The BHFI folks fear that if mothers see how easy, convenient and satisfying formula is, women will be seduced into using it instead of breastfeeding. So they prattle on about how easy and convenient breastfeeding is when it’s neither. They babble that breastmilk is the perfect food when it isn’t perfect if there is not enough of it. And, of course, they grossly exaggerate the benefits of breastfeeding when the truth is that in countries with clean water the benefits are limited to a few less ear infections and episodes of diarrheal illness across the entire population of babies in the first year.

Women are not selfish fools who must be forced into breastfeeding. Most women want to breastfeed and will make strenuous efforts to do so.

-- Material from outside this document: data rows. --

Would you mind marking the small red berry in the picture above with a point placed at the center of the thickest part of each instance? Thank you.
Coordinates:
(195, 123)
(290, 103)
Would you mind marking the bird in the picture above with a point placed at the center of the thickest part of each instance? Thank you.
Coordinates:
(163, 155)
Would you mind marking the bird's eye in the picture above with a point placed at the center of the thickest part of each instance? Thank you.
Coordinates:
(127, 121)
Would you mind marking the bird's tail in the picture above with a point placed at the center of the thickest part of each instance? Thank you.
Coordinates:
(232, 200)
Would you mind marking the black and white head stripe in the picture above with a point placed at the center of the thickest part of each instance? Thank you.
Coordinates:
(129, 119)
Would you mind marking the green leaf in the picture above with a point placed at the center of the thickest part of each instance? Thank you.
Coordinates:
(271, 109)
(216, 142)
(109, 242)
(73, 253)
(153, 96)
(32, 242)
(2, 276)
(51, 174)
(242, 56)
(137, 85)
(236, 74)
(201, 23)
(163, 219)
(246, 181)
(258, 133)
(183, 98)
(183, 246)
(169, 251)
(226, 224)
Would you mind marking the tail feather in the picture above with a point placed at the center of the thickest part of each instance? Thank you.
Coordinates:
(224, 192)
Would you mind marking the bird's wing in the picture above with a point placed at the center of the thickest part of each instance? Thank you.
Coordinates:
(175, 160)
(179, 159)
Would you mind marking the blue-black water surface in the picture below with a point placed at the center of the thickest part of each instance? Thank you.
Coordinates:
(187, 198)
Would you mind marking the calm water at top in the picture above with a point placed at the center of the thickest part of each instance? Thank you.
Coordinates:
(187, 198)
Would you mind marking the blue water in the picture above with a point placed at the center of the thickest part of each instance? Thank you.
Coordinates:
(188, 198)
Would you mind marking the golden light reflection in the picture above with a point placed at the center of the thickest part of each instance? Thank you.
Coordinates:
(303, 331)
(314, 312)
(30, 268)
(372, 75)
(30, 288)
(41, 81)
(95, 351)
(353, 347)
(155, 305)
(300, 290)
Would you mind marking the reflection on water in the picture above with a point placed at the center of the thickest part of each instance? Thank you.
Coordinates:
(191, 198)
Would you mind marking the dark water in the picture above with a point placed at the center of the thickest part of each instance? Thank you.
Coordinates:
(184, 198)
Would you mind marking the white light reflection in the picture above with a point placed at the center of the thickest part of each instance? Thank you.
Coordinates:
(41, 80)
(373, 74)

If you are one of those women I recommend that you take both formula and pacifiers to the hospital. Your baby will probably never need the formula, but knowing you have it will be reassuring. If your baby screams incessantly from hunger, you can offer a little formula to settle her and allow her (and you) to get some sleep. Pacifiers can also help in bridging the gap between your baby feeling distressed and your milk coming in.

The practical reason for bringing formula and pacifiers is that they can promote successful breastfeeding, but there’s a philosophical reason, too:

Having easy access to formula and pacifiers puts mothers, not lactation professionals, in charge of both babies and their own bodies. It eliminates the ability of hospital personnel to pressure and humiliate women into fulfilling the hospital agenda and leaves personal decisions to the person actually affected by them, the mother.

Lactation professionals and all healthcare providers should never forget:

HER baby, HER body, HER breasts, HER choice!

If you want to control your own body AND ensure a successful breastfeeding relationship, take formula to the hospital. You probably won’t need it, but if you do, you’ll be very glad you brought it.